This year has seen a spate of solo museum exhibitions of work by black artists in Los Angeles: Mark Bradford and Charles Gaines at the Hammer, Noah Purifoy at the Los Angeles County Museum of Art, and William Pope.L and Kahlil Joseph at the Museum of Contemporary Art. Last week, I spoke with African and African American art historian Steven Nelson about these exhibitions and what shifts they might represent at the institutional level.
One thing we both noted: a glaring lack of major museum solo exhibitions featuring the work of black women artists.
There is, however, some hope on the horizon. In October, the Hammer Museum will be displaying an exhibition of work by Nigerian-born artist Njideka Akunyili Crosby, organized by Hammer assistant curator Jamillah James. Crosby is known for intensive collages — employing photographs, photo transfers and bits of African lifestyle magazines — that depict intimate domestic scenes.
This is a big deal. I poked around online exhibition archives to see the frequency with which black female artists have gotten shows at Los Angeles' big three museums (Hammer, MOCA, LACMA — the city's three biggest museums regularly showing work by contemporary artists) over the last several years. The numbers leave something to be desired.

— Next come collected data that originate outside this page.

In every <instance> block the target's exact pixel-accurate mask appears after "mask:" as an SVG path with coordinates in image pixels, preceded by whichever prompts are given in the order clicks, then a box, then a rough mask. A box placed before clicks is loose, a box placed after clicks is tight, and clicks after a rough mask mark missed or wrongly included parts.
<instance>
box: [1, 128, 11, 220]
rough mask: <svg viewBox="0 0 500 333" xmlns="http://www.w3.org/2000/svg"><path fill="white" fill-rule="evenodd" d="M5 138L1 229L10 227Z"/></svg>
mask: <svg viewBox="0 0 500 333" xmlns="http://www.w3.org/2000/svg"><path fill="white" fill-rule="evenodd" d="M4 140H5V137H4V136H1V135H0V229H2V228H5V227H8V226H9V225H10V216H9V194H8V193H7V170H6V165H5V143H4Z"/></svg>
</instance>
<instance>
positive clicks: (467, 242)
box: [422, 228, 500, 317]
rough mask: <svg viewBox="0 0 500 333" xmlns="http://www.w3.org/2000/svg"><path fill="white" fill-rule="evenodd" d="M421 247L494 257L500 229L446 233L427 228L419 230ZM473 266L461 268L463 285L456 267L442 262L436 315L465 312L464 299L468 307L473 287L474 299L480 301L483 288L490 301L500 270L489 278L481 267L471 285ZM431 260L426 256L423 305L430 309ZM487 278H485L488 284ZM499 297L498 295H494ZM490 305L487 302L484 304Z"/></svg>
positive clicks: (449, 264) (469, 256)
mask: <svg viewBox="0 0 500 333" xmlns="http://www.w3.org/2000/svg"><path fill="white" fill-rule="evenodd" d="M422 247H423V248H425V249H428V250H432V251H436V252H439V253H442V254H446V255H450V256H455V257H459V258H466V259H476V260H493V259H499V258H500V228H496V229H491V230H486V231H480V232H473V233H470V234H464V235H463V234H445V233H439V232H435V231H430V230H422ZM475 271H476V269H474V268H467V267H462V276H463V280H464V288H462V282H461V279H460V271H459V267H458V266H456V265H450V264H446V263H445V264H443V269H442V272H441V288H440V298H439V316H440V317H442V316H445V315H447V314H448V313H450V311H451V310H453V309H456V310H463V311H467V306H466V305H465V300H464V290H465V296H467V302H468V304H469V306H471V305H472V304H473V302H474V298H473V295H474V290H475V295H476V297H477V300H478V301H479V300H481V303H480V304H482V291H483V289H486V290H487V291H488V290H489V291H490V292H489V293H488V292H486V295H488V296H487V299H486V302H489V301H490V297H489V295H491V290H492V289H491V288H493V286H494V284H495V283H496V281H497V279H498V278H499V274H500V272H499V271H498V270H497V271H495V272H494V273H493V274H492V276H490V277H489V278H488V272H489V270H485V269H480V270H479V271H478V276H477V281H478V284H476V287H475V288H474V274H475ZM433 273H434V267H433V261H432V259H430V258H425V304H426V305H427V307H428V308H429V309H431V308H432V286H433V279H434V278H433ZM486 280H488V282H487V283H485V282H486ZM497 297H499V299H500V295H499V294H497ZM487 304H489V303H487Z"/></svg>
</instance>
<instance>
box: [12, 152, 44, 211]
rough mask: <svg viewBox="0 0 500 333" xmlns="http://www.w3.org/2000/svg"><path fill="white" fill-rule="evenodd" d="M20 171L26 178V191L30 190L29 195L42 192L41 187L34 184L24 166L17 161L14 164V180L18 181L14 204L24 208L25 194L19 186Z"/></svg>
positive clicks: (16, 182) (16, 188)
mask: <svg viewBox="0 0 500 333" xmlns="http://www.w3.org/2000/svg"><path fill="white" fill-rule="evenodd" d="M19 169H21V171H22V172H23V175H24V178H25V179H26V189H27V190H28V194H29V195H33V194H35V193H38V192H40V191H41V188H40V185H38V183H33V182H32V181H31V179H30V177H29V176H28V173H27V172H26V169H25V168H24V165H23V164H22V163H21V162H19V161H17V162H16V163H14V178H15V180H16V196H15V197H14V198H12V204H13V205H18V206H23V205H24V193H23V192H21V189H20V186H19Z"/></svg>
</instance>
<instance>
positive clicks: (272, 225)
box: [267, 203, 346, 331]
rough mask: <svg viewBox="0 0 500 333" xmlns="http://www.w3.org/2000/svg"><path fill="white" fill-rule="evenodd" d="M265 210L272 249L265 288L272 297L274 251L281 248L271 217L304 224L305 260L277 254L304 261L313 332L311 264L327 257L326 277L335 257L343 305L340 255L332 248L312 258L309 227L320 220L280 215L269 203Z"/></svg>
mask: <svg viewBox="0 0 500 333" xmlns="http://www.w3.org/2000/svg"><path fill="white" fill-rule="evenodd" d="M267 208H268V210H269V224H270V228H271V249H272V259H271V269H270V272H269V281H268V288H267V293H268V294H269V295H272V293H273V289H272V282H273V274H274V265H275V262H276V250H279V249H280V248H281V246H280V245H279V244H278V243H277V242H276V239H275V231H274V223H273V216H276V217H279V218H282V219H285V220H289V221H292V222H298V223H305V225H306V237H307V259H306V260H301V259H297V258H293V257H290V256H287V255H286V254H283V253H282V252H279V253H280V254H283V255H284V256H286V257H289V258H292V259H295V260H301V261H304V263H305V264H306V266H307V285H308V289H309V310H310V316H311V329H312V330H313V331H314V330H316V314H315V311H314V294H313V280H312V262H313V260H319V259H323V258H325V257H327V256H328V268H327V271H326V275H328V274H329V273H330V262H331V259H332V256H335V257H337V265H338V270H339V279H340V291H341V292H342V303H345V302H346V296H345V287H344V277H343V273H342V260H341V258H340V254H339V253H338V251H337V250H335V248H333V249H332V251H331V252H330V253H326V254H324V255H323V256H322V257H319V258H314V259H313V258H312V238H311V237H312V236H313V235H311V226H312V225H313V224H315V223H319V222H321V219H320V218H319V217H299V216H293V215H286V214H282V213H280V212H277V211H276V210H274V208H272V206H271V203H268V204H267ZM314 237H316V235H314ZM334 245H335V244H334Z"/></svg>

The last time a black female artist had a solo museum show at one of the big three was in 2013 when Shinique Smith had an exhibition at LACMA. Smith's show wasn't at the museum's main campus, but rather LACMA's satellite exhibition space at Charles White Elementary School in the MacArthur Park/Westlake area. The install combined works by Smith with pieces from LACMA's permanent collection — and Smith did some super cool projects with Charles White students — but certainly, the artist's visibility was muted by the remote location.
All of this means that, including Crosby's upcoming show at the Hammer, there will have been a whopping two solo shows by black female artists at L.A.'s big three over a six-year period. The last time a black female artist headlined a major exhibition in Los Angeles was when Kara Walker had her solo at the Hammer in 2008 ... seven years ago.
So here's hoping some L.A. curator somewhere has Betye Saar on the speed dial. As Nelson mentioned in our conversation, Saar has been working in L.A. for half a century. Seems like she, along with so many others, might be due for a show.